1 Mars 2016
Ce film a connu une curieuse destinée. Très critiqué à sa sortie, notamment par Les cahiers du cinéma qui le trouvaient un peu trop gaulliste[1], il est devenu par la suite une sorte de classique, emblématique des films de Résistance, et il est reconnu maintenant comme l’un des meilleurs films de Melville. Sans être un four, il n’a pas connu un très grand succès en salles, mais il faut dire qu’à cette époque on se trouvait dans une période de critique du gaullisme qui ne s’embarrassait guère de nuances et qui jetait un peu le bébé avec l’eau du bain. Et puis on en avait un peu assez de la légende de nos pères qui nous répétaient les exploits et les sacrifices de la génération précédente. D’ailleurs on a reproché aussi au film de montrer les résistants comme des héros : comme si nous n’avions pas besoin de héros aussi pour traiter de cette période ! Il faut comprendre que ce film a été produit à un moment où l’extrême-droite trouvait de bon ton de remettre en question l’importance de la Résistance elle-même dans la défaite des Allemands. Des individus aussi louches que Michel Audiard laissaient entendre que les Français avaient été plutôt lâches et ne s’étaient révélés résistants qu’au moment du débarquement des alliés sur les côtes normandes. Mais Michel Audiard et les siens excusaient ainsi leur propre passivité de l’époque en la confondant avec la généralité. C’est donc un film à la gloire de la Résistance[2], un film à contre-courant de son époque. Inspiré d’un ouvrage de Joseph Kessel qui a été un authentique résistant, il est mis en scène par Jean-Pierre Melville qui, bien que par ailleurs il soit un affabulateur patenté, a été lui aussi un vrai résistant[3], c’est même dans la Résistance qu’il prit le nom de Melville en hommage à l’auteur de Moby Dick, étant né lui-même Grumbach. Nous fûmes cependant quelques-uns à le célébrer sans réserve à sa sortie. Mais il faut bien se rendre compte que ce film est bien plus qu’un film sur la Résistance : c’est aussi un très grand film noir.
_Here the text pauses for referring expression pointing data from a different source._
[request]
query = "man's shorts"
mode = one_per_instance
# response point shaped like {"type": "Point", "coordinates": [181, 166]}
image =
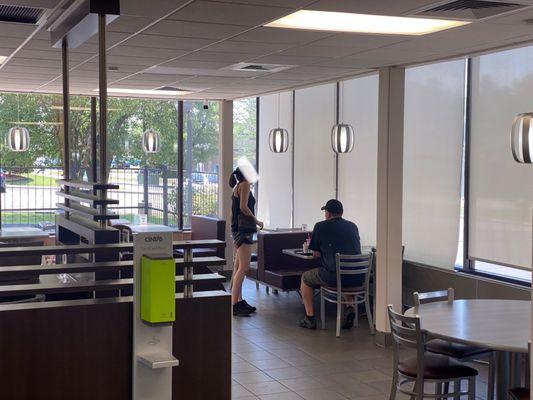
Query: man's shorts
{"type": "Point", "coordinates": [312, 278]}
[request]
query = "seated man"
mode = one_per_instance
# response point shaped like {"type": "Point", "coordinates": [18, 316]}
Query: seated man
{"type": "Point", "coordinates": [332, 236]}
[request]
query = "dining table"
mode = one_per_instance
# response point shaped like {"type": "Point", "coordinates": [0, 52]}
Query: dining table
{"type": "Point", "coordinates": [500, 325]}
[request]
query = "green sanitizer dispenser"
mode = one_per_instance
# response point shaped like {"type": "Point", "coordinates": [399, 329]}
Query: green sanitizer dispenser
{"type": "Point", "coordinates": [158, 288]}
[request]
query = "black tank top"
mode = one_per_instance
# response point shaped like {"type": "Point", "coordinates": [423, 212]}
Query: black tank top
{"type": "Point", "coordinates": [236, 210]}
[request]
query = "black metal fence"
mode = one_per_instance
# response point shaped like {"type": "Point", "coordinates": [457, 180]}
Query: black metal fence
{"type": "Point", "coordinates": [29, 195]}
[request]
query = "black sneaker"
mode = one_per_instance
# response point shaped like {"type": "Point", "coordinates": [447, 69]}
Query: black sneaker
{"type": "Point", "coordinates": [240, 310]}
{"type": "Point", "coordinates": [349, 318]}
{"type": "Point", "coordinates": [308, 323]}
{"type": "Point", "coordinates": [245, 303]}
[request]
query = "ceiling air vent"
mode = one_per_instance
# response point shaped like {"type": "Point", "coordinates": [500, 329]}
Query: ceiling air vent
{"type": "Point", "coordinates": [468, 9]}
{"type": "Point", "coordinates": [255, 67]}
{"type": "Point", "coordinates": [23, 15]}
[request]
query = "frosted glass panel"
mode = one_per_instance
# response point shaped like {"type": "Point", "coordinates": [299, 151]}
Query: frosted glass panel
{"type": "Point", "coordinates": [434, 120]}
{"type": "Point", "coordinates": [501, 193]}
{"type": "Point", "coordinates": [274, 204]}
{"type": "Point", "coordinates": [314, 163]}
{"type": "Point", "coordinates": [358, 169]}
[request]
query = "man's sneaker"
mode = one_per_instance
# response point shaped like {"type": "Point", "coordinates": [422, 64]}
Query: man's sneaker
{"type": "Point", "coordinates": [251, 308]}
{"type": "Point", "coordinates": [308, 323]}
{"type": "Point", "coordinates": [240, 310]}
{"type": "Point", "coordinates": [349, 318]}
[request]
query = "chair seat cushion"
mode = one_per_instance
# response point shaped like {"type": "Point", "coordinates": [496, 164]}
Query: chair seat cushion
{"type": "Point", "coordinates": [285, 279]}
{"type": "Point", "coordinates": [455, 350]}
{"type": "Point", "coordinates": [436, 366]}
{"type": "Point", "coordinates": [519, 394]}
{"type": "Point", "coordinates": [352, 289]}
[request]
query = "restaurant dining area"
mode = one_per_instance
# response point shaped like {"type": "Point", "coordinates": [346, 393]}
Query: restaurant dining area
{"type": "Point", "coordinates": [266, 200]}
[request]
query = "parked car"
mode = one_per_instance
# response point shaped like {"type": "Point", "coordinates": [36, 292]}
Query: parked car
{"type": "Point", "coordinates": [2, 181]}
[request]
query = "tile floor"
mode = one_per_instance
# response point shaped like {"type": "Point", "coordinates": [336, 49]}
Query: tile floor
{"type": "Point", "coordinates": [274, 359]}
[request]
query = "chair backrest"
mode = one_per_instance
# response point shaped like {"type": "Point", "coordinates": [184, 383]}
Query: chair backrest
{"type": "Point", "coordinates": [406, 333]}
{"type": "Point", "coordinates": [350, 265]}
{"type": "Point", "coordinates": [432, 297]}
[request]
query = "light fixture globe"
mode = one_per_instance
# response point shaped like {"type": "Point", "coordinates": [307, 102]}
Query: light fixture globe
{"type": "Point", "coordinates": [18, 139]}
{"type": "Point", "coordinates": [151, 141]}
{"type": "Point", "coordinates": [342, 138]}
{"type": "Point", "coordinates": [279, 140]}
{"type": "Point", "coordinates": [522, 138]}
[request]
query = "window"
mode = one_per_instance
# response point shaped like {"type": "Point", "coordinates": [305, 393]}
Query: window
{"type": "Point", "coordinates": [201, 159]}
{"type": "Point", "coordinates": [245, 130]}
{"type": "Point", "coordinates": [500, 191]}
{"type": "Point", "coordinates": [433, 144]}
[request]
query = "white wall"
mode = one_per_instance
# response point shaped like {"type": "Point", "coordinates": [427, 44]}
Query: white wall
{"type": "Point", "coordinates": [275, 176]}
{"type": "Point", "coordinates": [358, 169]}
{"type": "Point", "coordinates": [314, 161]}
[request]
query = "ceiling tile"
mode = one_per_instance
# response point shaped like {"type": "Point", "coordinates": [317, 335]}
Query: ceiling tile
{"type": "Point", "coordinates": [235, 46]}
{"type": "Point", "coordinates": [157, 41]}
{"type": "Point", "coordinates": [283, 36]}
{"type": "Point", "coordinates": [151, 8]}
{"type": "Point", "coordinates": [194, 29]}
{"type": "Point", "coordinates": [228, 13]}
{"type": "Point", "coordinates": [287, 60]}
{"type": "Point", "coordinates": [150, 52]}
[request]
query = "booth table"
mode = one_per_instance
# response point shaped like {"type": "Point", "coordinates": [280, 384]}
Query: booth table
{"type": "Point", "coordinates": [500, 325]}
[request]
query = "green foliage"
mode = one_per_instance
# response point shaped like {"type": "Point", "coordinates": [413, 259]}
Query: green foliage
{"type": "Point", "coordinates": [244, 129]}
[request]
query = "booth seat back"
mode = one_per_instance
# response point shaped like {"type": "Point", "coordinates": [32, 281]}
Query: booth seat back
{"type": "Point", "coordinates": [270, 247]}
{"type": "Point", "coordinates": [208, 228]}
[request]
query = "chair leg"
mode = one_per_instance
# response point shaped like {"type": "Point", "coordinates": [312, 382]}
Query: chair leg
{"type": "Point", "coordinates": [339, 314]}
{"type": "Point", "coordinates": [356, 309]}
{"type": "Point", "coordinates": [492, 376]}
{"type": "Point", "coordinates": [438, 390]}
{"type": "Point", "coordinates": [322, 310]}
{"type": "Point", "coordinates": [394, 386]}
{"type": "Point", "coordinates": [457, 389]}
{"type": "Point", "coordinates": [369, 316]}
{"type": "Point", "coordinates": [472, 388]}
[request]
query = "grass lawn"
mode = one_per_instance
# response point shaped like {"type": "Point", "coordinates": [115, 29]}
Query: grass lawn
{"type": "Point", "coordinates": [26, 218]}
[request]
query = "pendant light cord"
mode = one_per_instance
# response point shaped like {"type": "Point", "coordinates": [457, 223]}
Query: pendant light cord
{"type": "Point", "coordinates": [279, 105]}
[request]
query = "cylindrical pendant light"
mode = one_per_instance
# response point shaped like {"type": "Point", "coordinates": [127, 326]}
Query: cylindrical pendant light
{"type": "Point", "coordinates": [279, 138]}
{"type": "Point", "coordinates": [342, 138]}
{"type": "Point", "coordinates": [522, 138]}
{"type": "Point", "coordinates": [151, 141]}
{"type": "Point", "coordinates": [342, 135]}
{"type": "Point", "coordinates": [18, 139]}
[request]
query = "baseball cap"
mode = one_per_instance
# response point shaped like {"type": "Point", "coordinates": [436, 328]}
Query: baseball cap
{"type": "Point", "coordinates": [333, 206]}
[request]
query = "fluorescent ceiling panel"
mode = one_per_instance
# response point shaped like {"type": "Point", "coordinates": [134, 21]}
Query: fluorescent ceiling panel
{"type": "Point", "coordinates": [147, 92]}
{"type": "Point", "coordinates": [362, 23]}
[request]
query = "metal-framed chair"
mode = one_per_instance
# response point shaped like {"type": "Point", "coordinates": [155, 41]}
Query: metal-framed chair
{"type": "Point", "coordinates": [461, 352]}
{"type": "Point", "coordinates": [349, 265]}
{"type": "Point", "coordinates": [411, 373]}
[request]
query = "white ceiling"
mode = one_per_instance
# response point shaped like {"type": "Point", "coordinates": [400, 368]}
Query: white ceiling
{"type": "Point", "coordinates": [189, 44]}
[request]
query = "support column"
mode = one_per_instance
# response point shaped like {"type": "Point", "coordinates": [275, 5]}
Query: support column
{"type": "Point", "coordinates": [226, 167]}
{"type": "Point", "coordinates": [389, 196]}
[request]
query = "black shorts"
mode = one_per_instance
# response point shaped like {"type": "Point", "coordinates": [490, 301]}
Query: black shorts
{"type": "Point", "coordinates": [240, 238]}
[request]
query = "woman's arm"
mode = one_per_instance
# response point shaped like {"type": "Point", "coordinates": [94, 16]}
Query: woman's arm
{"type": "Point", "coordinates": [244, 194]}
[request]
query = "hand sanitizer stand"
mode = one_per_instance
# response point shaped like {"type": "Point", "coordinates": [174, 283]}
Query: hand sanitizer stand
{"type": "Point", "coordinates": [152, 321]}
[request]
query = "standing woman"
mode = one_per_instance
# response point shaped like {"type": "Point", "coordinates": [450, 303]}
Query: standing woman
{"type": "Point", "coordinates": [243, 226]}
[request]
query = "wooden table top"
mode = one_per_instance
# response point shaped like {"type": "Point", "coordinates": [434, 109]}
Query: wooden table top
{"type": "Point", "coordinates": [502, 325]}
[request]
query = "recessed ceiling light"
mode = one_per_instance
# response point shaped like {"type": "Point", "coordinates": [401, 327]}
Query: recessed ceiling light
{"type": "Point", "coordinates": [363, 23]}
{"type": "Point", "coordinates": [147, 92]}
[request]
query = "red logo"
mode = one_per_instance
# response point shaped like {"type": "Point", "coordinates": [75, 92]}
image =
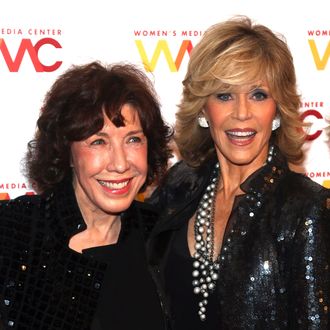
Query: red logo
{"type": "Point", "coordinates": [26, 47]}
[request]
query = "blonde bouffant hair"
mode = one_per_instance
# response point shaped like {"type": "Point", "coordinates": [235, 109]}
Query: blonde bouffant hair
{"type": "Point", "coordinates": [234, 53]}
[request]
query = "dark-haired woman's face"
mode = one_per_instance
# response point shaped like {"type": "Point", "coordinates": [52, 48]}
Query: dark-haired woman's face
{"type": "Point", "coordinates": [110, 167]}
{"type": "Point", "coordinates": [241, 124]}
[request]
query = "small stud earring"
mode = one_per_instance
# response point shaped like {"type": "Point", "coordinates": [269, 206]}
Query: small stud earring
{"type": "Point", "coordinates": [276, 123]}
{"type": "Point", "coordinates": [203, 122]}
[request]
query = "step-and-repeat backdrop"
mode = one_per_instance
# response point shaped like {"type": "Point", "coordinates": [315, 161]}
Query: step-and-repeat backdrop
{"type": "Point", "coordinates": [41, 39]}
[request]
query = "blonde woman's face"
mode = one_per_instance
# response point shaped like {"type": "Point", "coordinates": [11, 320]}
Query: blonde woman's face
{"type": "Point", "coordinates": [240, 123]}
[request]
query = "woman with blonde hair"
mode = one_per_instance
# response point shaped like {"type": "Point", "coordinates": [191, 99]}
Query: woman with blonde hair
{"type": "Point", "coordinates": [243, 241]}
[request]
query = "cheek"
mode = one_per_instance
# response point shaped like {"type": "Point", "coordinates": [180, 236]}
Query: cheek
{"type": "Point", "coordinates": [139, 158]}
{"type": "Point", "coordinates": [87, 162]}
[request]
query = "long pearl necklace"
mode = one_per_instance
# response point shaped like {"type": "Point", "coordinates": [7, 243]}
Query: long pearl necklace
{"type": "Point", "coordinates": [205, 273]}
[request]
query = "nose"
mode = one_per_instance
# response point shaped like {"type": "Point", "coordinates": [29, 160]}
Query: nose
{"type": "Point", "coordinates": [118, 160]}
{"type": "Point", "coordinates": [242, 108]}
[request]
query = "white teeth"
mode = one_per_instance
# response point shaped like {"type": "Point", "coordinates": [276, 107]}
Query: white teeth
{"type": "Point", "coordinates": [240, 134]}
{"type": "Point", "coordinates": [114, 185]}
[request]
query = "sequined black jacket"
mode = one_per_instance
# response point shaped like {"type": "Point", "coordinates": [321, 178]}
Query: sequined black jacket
{"type": "Point", "coordinates": [282, 222]}
{"type": "Point", "coordinates": [43, 283]}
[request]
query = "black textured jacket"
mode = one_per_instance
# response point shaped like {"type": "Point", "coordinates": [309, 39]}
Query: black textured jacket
{"type": "Point", "coordinates": [282, 222]}
{"type": "Point", "coordinates": [43, 283]}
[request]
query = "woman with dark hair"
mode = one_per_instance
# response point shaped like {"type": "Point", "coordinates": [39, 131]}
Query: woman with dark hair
{"type": "Point", "coordinates": [73, 256]}
{"type": "Point", "coordinates": [243, 242]}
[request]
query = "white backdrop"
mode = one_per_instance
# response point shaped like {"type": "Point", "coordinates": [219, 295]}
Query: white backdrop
{"type": "Point", "coordinates": [41, 39]}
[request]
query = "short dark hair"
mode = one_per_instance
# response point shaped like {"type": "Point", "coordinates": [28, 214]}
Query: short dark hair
{"type": "Point", "coordinates": [73, 110]}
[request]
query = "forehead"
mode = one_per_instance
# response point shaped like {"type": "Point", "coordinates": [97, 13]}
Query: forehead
{"type": "Point", "coordinates": [246, 87]}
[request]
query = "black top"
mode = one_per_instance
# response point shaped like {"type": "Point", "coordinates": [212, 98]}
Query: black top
{"type": "Point", "coordinates": [128, 295]}
{"type": "Point", "coordinates": [178, 279]}
{"type": "Point", "coordinates": [275, 258]}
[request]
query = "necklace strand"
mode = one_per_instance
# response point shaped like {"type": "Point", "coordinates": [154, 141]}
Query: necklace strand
{"type": "Point", "coordinates": [205, 265]}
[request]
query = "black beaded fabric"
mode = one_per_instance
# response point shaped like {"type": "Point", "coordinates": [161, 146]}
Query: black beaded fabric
{"type": "Point", "coordinates": [44, 285]}
{"type": "Point", "coordinates": [275, 258]}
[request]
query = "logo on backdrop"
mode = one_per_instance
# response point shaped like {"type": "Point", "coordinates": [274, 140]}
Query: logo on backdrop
{"type": "Point", "coordinates": [312, 113]}
{"type": "Point", "coordinates": [18, 45]}
{"type": "Point", "coordinates": [172, 44]}
{"type": "Point", "coordinates": [319, 45]}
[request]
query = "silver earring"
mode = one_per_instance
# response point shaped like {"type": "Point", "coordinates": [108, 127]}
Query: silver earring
{"type": "Point", "coordinates": [276, 123]}
{"type": "Point", "coordinates": [203, 122]}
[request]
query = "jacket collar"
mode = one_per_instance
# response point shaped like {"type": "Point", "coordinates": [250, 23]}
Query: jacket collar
{"type": "Point", "coordinates": [189, 185]}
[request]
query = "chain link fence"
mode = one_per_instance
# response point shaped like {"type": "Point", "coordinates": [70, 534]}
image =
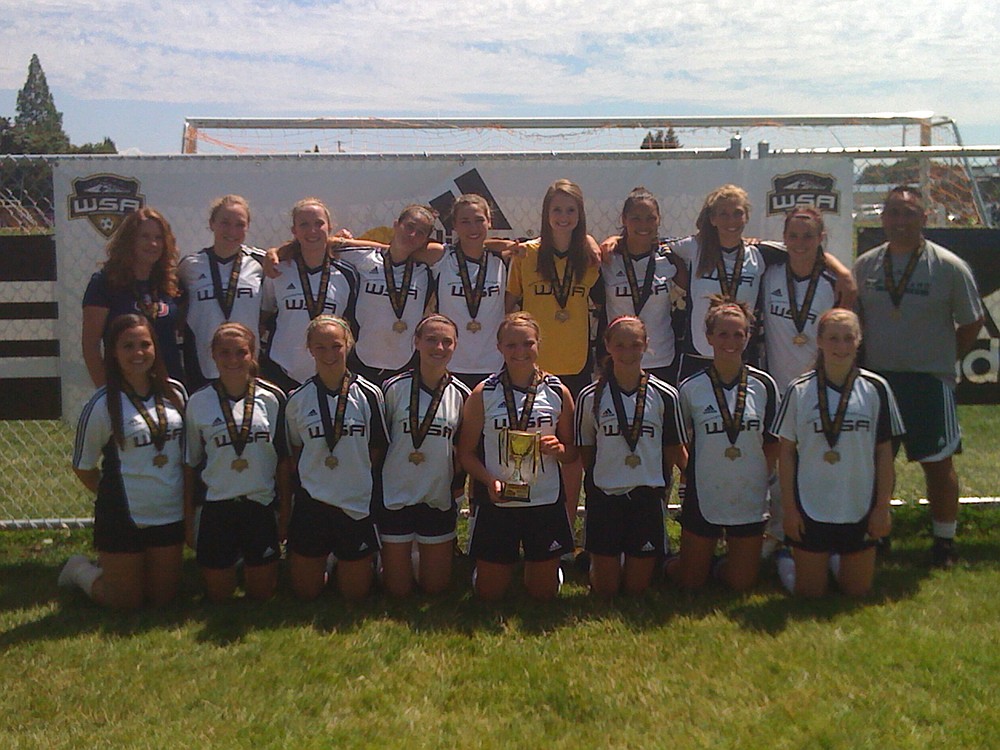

Dans le camp de prisonniers, Gerbier essaie de nouer des contacts
L’occupation et la résistance furent des sujets d’inspiration décisifs pour beaucoup de cinéastes de cette génération, et donc Melville : Le silence de la mer, adapté de Vercors, écrivain résistant est son premier long métrage, mais aussi le magnifique Léon Morin prêtre, et bien plus encore L’armée des ombres qui est aussi un hommage à la jeunesse. Le film s’ouvre avec le défilé des soldats Allemands sous l’Arc de triomphe à Paris, illustré par cette phrase si belle et si mélancolique : « Mauvais souvenirs, soyez pourtant les bienvenus… vous êtes ma jeunesse lointaine ». Cette citation qui est extraite du livre de Kessel provient elle-même de Georges Courteline. Le film est centré sur la décomposition d’un petit groupe de résistants dont le pivot est l’ingénieur Philippe Gerbier. Evidemment pour lutter avec efficacité contre l’occupant, les états d’âme ne sont pas permis, et il faudra aller jusqu’à tuer Mathilde qui a été arrêtée par la Gestapo et qui menace à tout instant de dénoncer ses camarades. C’est sans doute la première ambiguïté du film, en ce sens que les résistants qui luttent pour construire un monde plus humain doivent employer les armes mêmes de l’ennemi : éliminer les traitres dans leurs rangs, menacer. Mais ce sont des citoyens ordinaires à la base et leur qualification s’est acquise durement sur le terrain. C’est un portrait de groupe où chacun dans le combat commun doit trouver sa place en endossant des rôles pour lesquels ils n’ont jamais été préparés. Leur détermination ressort de la nécessité politique de libérer le pays avant de retrouver une vie normale. Pour cette raison ils peuvent venir de tous les milieux. On sait très peu de choses de ce que sont ces gens : Gerbier est un ingénieur, mais est-il marié, a-t-il des enfants ? Seule Mathilde est décrite plus complètement, on sait qu’elle a une famille à qui elle ne dit rien de ses activités illégales. Même les frères Jardie conservent un côté assez flou.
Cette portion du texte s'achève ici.